Clearly the protein was going to be a challenge (we really dislike flesh foods of any kind) but then I read the guidelines for the rotation diet itself and quickly discovered the extreme limits of my food knowledge! Sure I had heard of (but never cooked) quinoa and flax but amaranth and yautia? Not. And even if I could find where to purchase these items, how would I prepare them?
Both our weight and our attitude dropped signficantly in the first few weeks. Then we "modified" the guidelines and found ourselves physically sick again. Luckily for us, my husband purchased this book on a trip to Dallas. While I was skeptical about it's holding my interest as an actual "read through", I found it quite engrossing from almost the first page.
Not only do I now know what to do with the foods on a rotation diet list (knowing that yautia is similar to potatoes means I can now make a favorite soup that otherwise I would have passed over) but because the index is brilliantly organized I can easily look up say "warming foods" and adjust my internal thermostat rather than the whole house which made my husband doubly glad he had bought it! The same for high BP, colds, cancer, you name it.
And I can relax about the protein issue as well knowing which foods on "our list" are highest in protein instead of just choosing those foods with which I might have previously been most familiar. I bought a copy for my mom for her birthday and she can't put it down either!
If you are really interested in preparing a variety of healthy foods no matter what your current state of health might be, do yourself a favor and buy this book. It might not save your life but it will certainly liven up your meals no matter what kind of diet you follow!

Very wise and thoughtful compendium5
This is an excellent reference for any cook who wants to know more about whole foods, including grains, vegetables, fruits, etc. Rebecca is a very kind, warm person, and her personality shines through in this book.

The contents include both Western scientific knowledge about the proteins, carbohydrates, vitamins, and minerals contained in foods, as well as their properties from an Eastern perspective, including Ayurvedic and Chinese Traditional Medicince.
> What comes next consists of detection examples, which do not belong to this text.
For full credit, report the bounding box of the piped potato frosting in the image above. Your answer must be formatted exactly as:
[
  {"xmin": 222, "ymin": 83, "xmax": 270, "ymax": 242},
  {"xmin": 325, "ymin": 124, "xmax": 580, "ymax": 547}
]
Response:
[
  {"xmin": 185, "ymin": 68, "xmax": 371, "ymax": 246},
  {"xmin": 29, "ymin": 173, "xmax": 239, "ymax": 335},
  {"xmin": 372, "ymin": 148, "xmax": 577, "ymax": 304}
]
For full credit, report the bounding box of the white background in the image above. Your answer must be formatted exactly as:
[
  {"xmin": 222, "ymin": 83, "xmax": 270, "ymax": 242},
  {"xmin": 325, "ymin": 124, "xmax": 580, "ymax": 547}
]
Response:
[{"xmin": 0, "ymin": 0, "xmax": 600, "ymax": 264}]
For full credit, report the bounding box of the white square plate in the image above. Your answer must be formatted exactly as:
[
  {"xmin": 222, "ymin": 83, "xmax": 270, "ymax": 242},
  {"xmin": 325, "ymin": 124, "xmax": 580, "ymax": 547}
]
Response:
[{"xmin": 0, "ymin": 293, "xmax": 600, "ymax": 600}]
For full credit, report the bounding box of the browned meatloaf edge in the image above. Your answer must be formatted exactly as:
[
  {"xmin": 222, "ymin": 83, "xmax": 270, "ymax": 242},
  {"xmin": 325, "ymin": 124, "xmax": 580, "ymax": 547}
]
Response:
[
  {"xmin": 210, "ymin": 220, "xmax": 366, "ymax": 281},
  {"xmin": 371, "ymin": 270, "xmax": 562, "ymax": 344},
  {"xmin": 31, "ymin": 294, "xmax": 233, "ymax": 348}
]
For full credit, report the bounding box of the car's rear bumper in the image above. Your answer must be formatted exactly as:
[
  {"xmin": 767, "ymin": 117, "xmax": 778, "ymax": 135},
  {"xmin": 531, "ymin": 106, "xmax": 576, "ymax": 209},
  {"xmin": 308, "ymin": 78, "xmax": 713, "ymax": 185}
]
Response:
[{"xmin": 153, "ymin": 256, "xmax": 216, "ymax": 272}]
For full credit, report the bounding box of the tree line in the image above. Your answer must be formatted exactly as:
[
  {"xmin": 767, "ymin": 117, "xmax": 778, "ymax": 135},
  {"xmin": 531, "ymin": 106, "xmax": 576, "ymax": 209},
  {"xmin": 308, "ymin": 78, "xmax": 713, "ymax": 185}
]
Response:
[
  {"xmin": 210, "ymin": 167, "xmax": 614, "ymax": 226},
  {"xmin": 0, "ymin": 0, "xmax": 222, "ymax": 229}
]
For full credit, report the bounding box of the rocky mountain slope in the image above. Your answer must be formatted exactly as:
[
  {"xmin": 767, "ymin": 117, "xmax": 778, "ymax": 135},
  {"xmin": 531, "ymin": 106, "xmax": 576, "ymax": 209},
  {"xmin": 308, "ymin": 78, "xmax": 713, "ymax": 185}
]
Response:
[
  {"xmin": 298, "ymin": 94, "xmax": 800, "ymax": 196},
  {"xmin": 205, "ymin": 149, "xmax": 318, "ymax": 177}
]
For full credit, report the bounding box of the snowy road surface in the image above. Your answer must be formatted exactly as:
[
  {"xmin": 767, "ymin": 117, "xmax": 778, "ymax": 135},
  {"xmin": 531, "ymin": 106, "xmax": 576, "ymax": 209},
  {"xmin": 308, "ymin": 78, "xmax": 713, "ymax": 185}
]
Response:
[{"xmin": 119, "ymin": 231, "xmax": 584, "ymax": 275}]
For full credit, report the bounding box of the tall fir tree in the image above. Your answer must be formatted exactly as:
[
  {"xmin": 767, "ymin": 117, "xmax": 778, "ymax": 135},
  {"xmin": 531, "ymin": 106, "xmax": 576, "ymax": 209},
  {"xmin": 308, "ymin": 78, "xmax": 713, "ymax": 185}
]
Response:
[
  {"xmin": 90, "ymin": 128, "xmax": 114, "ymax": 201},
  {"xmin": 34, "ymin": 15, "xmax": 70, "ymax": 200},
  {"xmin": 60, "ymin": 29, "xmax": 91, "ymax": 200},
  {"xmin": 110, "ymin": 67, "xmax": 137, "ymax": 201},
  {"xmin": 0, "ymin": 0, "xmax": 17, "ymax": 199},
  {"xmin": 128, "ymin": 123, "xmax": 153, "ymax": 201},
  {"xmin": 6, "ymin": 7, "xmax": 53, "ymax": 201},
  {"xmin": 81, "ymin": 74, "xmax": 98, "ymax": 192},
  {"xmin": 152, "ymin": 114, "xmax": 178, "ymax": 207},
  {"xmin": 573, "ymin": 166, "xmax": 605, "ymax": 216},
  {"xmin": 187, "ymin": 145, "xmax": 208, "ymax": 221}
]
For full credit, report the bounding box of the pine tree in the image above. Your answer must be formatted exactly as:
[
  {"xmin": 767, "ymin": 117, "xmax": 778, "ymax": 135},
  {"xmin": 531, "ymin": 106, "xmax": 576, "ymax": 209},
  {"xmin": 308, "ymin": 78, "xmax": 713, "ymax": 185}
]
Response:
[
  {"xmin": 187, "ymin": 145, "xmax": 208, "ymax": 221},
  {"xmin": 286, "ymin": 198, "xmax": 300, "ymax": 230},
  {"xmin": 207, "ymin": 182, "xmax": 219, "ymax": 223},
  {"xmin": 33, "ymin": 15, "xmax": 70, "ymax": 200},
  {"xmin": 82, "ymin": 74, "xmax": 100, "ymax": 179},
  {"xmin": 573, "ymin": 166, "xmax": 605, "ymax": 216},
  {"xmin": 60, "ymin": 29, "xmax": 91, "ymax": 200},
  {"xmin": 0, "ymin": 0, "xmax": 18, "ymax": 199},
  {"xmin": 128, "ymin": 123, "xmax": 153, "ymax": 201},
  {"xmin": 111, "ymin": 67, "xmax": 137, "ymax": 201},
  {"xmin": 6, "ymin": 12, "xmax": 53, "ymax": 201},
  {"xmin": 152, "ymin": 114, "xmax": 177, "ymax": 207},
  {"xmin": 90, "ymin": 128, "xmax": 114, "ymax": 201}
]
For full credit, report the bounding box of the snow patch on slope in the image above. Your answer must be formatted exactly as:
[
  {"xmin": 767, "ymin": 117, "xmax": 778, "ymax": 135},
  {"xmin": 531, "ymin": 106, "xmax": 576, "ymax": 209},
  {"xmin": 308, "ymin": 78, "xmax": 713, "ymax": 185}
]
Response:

Rebecca draws from all of these traditions to present the wonders of whole foods. You may buy it as a reference but I guarantee you will browse just for the pleasure of it!

This book is a trustworthy guide around making food choices!5
Any book by Rebecca becomes a food bible for me. I trust her research, her training, her life experiences and her instincts about food. This Encyclopedia helps me cut through the marketing hype around natural foods. Besides being so informative, it's a darned interesting read as well! Friendly, charming and reminiscent of all things good, wholesome and healing. My young son and I love her old-time recipes for such things as tree sap gum and acorn meal. This book is a trustworthy guide to making food choices. It belongs on anyone's shelf of tried and true natural health classics.